Two threads both execute `counter += 1`. Thread A loads counter=5 and is preempted. Thread B loads 5, increments to 6, and stores. Thread A resumes and stores 6. The final value is 6, not 7. This is best described as:
AA scheduler bug — the OS should never preempt a thread mid-operation
BA hardware bug — CPUs should make read-modify-write atomic by default
CA race condition — the program accesses shared data without synchronization
DA memory allocation bug — both threads should have their own copy of counter
The scheduler is behaving correctly — sharing the CPU is exactly its job, and preemption can happen between any two machine instructions. The bug is in the program: `counter += 1` compiles to three steps (load, add, store), and the program provides no guarantee that these steps run atomically. Race conditions are always program bugs, fixed by synchronization (locks, atomic operations), not by demanding different scheduler behavior.
Question 2 Multiple Choice
After adding a mutex lock around `counter += 1`, a team notices that 8 threads incrementing the counter runs far slower than expected. The most likely explanation is:
AThe mutex is broken — threads are still racing despite the lock
BMutexes have O(n) acquisition cost where n is the number of waiting threads
CLock contention — threads spend significant time blocked waiting for the lock rather than doing useful work
DThe compiler has eliminated the mutex as dead code during optimization
When many threads compete for a single lock protecting a short critical section, most threads spend most of their time blocked, waiting. This is lock contention: the serialization imposed by the lock prevents parallel execution, reducing throughput below even single-threaded performance in extreme cases. The solution is to reduce contention — finer-grained locks, lock-free algorithms, or redesigning to reduce shared state. This is the core tension of concurrent programming: locks prevent races but limit parallelism.
Question 3 True / False
A race condition can primarily occur when two threads run simultaneously on multiple CPU cores; single-core systems are immune.
TTrue
FFalse
Answer: False
Even on a single core, the OS scheduler can preempt a thread between any two machine instructions and switch to another thread. Thread A can be halfway through a read-modify-write when thread B runs and modifies the same data. When A resumes, it operates on a stale value. Preemptive scheduling produces race conditions regardless of the number of cores. Multi-core systems do enable truly simultaneous access, but single-core systems are not safe — they just require a context switch to trigger the race.
Question 4 True / False
Two threads that access shared memory but never write to it simultaneously can safely do so without any synchronization.
TTrue
FFalse
Answer: True
Concurrent reads from shared memory are safe — multiple readers do not interfere with each other because reads do not modify the data. Race conditions require at least one writer. If both threads only read a shared variable, no synchronization is needed.

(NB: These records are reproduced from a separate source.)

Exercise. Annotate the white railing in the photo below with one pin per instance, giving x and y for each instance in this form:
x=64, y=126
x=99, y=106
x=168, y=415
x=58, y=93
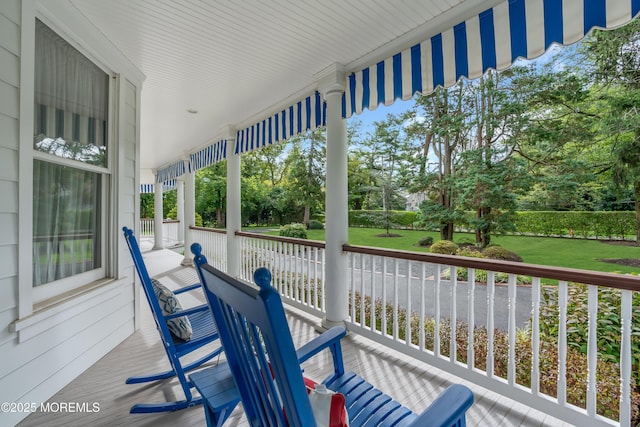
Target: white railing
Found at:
x=214, y=245
x=297, y=267
x=549, y=343
x=170, y=230
x=528, y=342
x=146, y=227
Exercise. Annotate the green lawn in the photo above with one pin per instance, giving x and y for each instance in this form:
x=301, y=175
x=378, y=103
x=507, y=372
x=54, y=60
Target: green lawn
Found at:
x=572, y=253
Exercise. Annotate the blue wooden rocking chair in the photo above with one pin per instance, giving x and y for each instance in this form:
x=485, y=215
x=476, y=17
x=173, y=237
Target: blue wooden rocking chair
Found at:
x=257, y=341
x=204, y=332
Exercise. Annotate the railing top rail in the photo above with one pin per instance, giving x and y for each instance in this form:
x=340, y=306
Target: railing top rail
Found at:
x=303, y=242
x=619, y=281
x=212, y=230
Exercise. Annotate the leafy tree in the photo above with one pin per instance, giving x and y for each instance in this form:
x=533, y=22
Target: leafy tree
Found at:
x=146, y=205
x=438, y=128
x=211, y=194
x=305, y=175
x=616, y=64
x=385, y=150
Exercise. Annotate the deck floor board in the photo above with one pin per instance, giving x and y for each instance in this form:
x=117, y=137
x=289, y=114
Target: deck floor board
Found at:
x=409, y=381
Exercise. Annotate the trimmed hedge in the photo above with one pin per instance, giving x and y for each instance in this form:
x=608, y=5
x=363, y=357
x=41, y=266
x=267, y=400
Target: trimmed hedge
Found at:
x=599, y=224
x=295, y=230
x=577, y=223
x=365, y=218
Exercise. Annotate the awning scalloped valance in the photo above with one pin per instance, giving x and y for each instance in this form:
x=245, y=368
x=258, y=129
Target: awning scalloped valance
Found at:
x=493, y=39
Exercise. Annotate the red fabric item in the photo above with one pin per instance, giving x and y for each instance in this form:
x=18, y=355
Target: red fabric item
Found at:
x=338, y=416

Problems arise when at least one thread writes: a write concurrent with any other access (read or write) creates a data race. The readers-writers problem formalizes this distinction.
Question 5 Short Answer
Explain why `counter += 1` is not an atomic operation even though it appears as a single statement in source code. What must a programmer do to ensure this operation is safe when shared between threads?
Think about your answer, then reveal below.
Model answer: Source-level statements compile to multiple machine instructions. `counter += 1` typically compiles to: (1) load the value of counter into a register, (2) add 1 to the register, (3) store the result back to memory. The scheduler can preempt the thread between any of these steps. To make it safe, the programmer must either use a hardware atomic instruction (like compare-and-swap or atomic increment), or protect the three-step sequence with a mutex so only one thread can execute it at a time.
The gap between source code and machine code is the root of the confusion. High-level languages let programmers reason at a higher abstraction, but the hardware executes sequences of primitive operations with no inherent atomicity guarantee. Synchronization primitives — locks, atomic operations — bridge this gap by providing atomicity guarantees that the source code and hardware do not provide on their own. Understanding this gap is foundational to concurrent programming.